I asked him how he knew this was true. He told me about incidents that had occurred the year before. I asked him to give me something that happened this week. He couldn’t even think of something that had happened in the last six months. The Drunk Monkey was at it again.

The Drunk Monkey creates generalizations. Example; you walk over, pet a dog and it bites you. The next time you see a dog, it shoots your body full of chemicals that put you on the alert. Do all dogs bite? No! But the survival mechanism will steer you clear of anything today that might have seemed dangerous in the past.

This system is great for making sure kids don’t touch the hot stove more then once but it’s terrible for everyday life. A couple incidents that occurred a year ago that made him feel angry and unappreciated. Since then, he’s been protecting himself against a whole bunch of people who aren’t attacking him and frankly, don’t even remember what happened.

I asked him to consider that he had changed, they had changed, times had changed, and the world had changed since then. I asked him if he would be willing to run an experiment to put The Drunk Monkey into place so he could return to happy, fulfilled and satisfied with work. He agreed. Here’s what I told him to do.
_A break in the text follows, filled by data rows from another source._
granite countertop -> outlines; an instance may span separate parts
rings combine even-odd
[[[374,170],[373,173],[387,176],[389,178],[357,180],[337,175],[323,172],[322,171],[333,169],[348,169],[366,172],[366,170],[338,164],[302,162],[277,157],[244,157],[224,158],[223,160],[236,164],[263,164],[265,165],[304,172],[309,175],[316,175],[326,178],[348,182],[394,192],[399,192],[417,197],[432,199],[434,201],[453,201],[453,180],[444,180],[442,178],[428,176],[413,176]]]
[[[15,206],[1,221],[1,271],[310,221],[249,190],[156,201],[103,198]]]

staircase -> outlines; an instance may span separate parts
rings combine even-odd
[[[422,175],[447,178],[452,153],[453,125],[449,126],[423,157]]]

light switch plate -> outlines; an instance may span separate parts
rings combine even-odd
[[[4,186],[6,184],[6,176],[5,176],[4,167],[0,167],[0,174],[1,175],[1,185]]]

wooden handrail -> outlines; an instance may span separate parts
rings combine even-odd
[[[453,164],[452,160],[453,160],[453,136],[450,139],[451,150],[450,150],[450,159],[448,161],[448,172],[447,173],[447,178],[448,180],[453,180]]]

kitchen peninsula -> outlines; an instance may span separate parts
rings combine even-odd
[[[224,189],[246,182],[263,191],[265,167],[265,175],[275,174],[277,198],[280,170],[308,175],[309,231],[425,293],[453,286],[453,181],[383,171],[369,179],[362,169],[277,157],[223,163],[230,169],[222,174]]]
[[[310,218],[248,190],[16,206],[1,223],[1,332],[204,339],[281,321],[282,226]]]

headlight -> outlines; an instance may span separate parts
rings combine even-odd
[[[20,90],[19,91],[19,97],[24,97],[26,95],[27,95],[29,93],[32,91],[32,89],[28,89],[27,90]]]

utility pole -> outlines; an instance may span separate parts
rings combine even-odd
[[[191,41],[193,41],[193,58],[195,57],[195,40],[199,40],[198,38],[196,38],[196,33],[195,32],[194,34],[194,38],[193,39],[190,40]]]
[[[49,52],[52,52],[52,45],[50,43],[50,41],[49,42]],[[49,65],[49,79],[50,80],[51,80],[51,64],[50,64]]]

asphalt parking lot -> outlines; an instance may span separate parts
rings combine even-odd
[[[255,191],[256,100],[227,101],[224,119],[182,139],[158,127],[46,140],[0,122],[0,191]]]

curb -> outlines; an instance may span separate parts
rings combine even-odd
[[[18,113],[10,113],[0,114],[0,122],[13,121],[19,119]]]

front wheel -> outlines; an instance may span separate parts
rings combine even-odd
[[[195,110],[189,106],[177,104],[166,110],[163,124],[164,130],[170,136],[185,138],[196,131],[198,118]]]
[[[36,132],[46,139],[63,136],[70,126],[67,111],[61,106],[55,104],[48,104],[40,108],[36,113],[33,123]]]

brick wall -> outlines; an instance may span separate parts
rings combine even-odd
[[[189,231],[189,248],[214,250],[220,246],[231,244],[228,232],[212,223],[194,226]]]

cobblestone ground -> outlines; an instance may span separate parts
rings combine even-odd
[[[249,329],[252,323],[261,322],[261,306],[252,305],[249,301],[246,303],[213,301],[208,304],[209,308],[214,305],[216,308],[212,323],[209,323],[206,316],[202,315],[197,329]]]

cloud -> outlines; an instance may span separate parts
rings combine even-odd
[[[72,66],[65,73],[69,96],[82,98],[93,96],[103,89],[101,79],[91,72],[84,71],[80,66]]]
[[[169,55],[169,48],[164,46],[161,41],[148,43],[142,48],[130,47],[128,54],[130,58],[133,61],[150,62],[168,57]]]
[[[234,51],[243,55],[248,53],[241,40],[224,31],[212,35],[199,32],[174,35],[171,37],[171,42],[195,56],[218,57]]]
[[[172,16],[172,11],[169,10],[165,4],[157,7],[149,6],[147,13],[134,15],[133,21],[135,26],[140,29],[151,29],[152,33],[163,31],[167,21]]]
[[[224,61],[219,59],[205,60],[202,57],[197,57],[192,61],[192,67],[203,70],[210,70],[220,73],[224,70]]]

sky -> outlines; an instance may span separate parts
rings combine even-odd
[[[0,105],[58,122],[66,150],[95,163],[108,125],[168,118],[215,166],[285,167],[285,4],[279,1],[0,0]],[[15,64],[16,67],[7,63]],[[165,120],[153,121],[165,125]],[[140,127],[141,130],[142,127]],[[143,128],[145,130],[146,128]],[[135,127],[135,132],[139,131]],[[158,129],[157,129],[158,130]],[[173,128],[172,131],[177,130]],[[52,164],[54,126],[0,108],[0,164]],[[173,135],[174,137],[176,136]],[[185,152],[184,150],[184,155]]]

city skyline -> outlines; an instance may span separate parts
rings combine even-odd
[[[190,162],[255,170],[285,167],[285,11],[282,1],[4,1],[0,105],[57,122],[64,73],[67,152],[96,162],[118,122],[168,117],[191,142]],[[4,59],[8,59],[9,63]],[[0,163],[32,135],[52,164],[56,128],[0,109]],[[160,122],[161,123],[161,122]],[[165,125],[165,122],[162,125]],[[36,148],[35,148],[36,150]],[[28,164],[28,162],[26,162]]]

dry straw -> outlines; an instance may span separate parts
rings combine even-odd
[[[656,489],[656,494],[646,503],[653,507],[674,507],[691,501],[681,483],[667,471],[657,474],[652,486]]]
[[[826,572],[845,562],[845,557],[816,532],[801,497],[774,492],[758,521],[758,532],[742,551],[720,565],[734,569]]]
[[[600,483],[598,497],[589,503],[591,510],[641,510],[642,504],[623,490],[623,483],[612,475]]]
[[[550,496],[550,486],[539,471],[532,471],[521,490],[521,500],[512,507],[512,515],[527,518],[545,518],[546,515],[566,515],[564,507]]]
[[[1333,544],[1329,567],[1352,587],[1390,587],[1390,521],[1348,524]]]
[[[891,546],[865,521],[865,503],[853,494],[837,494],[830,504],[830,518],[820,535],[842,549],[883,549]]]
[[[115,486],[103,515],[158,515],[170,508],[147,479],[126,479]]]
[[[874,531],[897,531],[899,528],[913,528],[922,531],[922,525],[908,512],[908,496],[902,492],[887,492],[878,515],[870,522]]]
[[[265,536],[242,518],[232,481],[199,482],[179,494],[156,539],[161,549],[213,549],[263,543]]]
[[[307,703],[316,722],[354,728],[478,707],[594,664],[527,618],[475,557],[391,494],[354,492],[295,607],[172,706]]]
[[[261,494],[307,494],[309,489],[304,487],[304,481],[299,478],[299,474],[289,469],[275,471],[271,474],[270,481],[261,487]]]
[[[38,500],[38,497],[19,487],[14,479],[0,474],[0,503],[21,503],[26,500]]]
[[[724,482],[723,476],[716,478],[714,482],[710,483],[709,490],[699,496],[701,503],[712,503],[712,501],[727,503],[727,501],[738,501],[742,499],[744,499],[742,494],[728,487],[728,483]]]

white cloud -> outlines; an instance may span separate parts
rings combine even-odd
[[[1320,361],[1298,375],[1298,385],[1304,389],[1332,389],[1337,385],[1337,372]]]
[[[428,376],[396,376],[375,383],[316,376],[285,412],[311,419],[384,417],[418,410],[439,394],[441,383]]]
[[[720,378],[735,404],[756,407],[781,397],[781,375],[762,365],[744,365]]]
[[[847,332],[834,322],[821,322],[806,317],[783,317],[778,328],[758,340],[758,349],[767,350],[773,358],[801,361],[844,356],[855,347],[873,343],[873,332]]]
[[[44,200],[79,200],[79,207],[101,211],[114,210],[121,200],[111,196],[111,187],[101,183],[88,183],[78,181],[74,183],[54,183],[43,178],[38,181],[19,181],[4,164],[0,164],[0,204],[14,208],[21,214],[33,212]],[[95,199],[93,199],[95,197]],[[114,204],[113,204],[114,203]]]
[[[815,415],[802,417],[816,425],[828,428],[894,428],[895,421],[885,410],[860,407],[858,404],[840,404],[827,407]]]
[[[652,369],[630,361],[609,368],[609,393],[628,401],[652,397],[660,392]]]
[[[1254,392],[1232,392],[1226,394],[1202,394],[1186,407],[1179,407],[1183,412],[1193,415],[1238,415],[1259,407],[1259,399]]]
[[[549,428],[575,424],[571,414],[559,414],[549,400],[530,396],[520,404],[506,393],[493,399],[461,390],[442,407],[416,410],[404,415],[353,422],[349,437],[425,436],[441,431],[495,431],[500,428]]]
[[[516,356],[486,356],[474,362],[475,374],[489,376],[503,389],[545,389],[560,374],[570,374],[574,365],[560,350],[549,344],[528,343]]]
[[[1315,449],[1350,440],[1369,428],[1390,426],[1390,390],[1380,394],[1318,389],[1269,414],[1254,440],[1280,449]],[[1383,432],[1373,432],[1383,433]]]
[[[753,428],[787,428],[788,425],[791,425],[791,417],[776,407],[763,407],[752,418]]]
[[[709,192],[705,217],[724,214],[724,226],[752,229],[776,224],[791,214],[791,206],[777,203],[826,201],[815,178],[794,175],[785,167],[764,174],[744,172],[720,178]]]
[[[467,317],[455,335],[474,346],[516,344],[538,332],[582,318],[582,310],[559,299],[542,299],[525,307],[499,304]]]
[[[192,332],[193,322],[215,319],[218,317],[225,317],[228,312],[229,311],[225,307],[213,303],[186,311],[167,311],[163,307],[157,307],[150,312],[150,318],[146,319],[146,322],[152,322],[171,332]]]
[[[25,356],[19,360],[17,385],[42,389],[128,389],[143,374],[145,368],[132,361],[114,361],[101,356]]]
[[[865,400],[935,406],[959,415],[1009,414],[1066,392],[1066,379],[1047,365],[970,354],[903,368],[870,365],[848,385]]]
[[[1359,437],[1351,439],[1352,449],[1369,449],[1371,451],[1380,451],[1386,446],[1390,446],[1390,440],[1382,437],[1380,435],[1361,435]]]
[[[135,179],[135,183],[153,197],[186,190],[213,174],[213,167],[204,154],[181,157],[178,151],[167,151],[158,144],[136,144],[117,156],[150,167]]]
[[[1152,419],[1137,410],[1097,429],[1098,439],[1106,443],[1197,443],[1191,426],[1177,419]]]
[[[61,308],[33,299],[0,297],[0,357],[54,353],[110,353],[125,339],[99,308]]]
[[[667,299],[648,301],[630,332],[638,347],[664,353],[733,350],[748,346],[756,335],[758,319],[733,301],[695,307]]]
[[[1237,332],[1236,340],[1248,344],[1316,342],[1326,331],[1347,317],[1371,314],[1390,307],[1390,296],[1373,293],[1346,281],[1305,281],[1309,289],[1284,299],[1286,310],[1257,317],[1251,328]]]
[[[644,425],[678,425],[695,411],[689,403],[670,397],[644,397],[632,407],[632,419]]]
Instead of trying to keep his ideas safe, instead of wondering how he could move his objectives forward; for the next week, find out what other people were committed to. See what the other people in the company were working on and discover ways to contribute to each of the people in the company. Make it a game. See if you can contribute something to someone everyday for the next seven days. An idea, a contact, a resource or even just an encouraging word.

Through this process, he shifted from protecting himself from all the people who weren’t attacking him, to being supportive and giving. Within the year he became one of the most celebrated people in his company. Everyone wanted to get him involved in their projects. He was suddenly important. The next year he was recruited away by a superstar in his industry and made a partner in the firm. This was a five year dream that came true in one. The trick was simple, he needed to be the change he wanted to see in the world, just like Gandhi said.

When you are happy, you are creative, approachable, flexible and easy to be with. Add those characteristics to your skill set and you will see an immediate positive benefit.

Most people believe that happiness is something that occurs when the conditions of life are favorable. But the truth is, happiness is the skill navigating challenging situations without getting reactive. If you wait for happiness to find you, you’ll be waiting a long time. Happiness is an inside job.